On the number of modes of Gaussian kernel density estimators
Borjan Geshkovski, Philippe Rigollet, Yihang Sun
TL;DR
This work determines the asymptotic growth of the expected number of modes of a Gaussian kernel density estimator on the real line with bandwidth $h=\beta^{-1/2}$, drawn from $n$ iid $N(0,1)$ samples. By combining a Gaussian-process approximation of the KDE derivatives with the Kac-Rice formula and a careful Edgeworth expansion, the authors prove that the expected mode count scales as $\Theta\left(\sqrt{\beta\log\beta}\right)$ under $n^c\lesssim \beta\lesssim n^{2-c}$. The analysis identifies two belt regions where almost all modes concentrate, and it provides precise control over error terms, showing negligible contributions from tails outside these belts. The methods blend probabilistic (Kac-Rice) and analytic (Edgeworth) tools to handle mode counting on the entire real line, extending prior fixed-interval results. The findings have implications for understanding clustering phenomena and metastable behavior in high-bandwidth regimes, with a motivating connection to Transformer self-attention dynamics.
Abstract
We consider the Gaussian kernel density estimator with bandwidth $β^{-\frac12}$ of $n$ iid Gaussian samples.

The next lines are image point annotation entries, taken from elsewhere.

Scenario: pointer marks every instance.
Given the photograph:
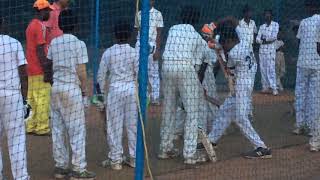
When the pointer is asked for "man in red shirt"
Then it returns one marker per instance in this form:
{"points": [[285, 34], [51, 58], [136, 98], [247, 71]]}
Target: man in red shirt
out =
{"points": [[39, 70], [53, 23]]}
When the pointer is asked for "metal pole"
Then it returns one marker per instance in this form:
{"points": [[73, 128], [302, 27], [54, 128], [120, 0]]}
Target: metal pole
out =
{"points": [[96, 44], [143, 82]]}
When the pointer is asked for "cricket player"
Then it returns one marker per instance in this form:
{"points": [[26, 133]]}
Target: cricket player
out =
{"points": [[121, 63], [235, 109], [247, 30], [13, 90], [38, 70], [52, 24], [280, 63], [156, 25], [69, 57], [267, 36], [308, 75], [179, 76]]}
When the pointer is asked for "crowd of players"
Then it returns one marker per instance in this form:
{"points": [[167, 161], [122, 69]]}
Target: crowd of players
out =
{"points": [[52, 80]]}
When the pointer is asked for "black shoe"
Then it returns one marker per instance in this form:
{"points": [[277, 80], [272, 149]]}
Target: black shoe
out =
{"points": [[60, 173], [263, 153], [200, 146]]}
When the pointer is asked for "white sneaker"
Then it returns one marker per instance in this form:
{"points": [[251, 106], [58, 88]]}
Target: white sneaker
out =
{"points": [[115, 165]]}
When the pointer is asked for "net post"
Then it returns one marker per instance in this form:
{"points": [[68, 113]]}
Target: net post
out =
{"points": [[143, 82], [96, 44]]}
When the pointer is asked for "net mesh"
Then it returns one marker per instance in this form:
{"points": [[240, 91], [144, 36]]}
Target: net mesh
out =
{"points": [[222, 93]]}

Using the Kac-Rice formula and an Edgeworth expansion, we prove that the expected number of modes on the real line scales as $Θ(\sqrt{β\logβ})$ as $β,n\to\infty$ provided $n^c\lesssim β\lesssim n^{2-c}$ for some constant $c>0$. An impetus behind this investigation is to determine the number of clusters to which Transformers are drawn in a metastable state.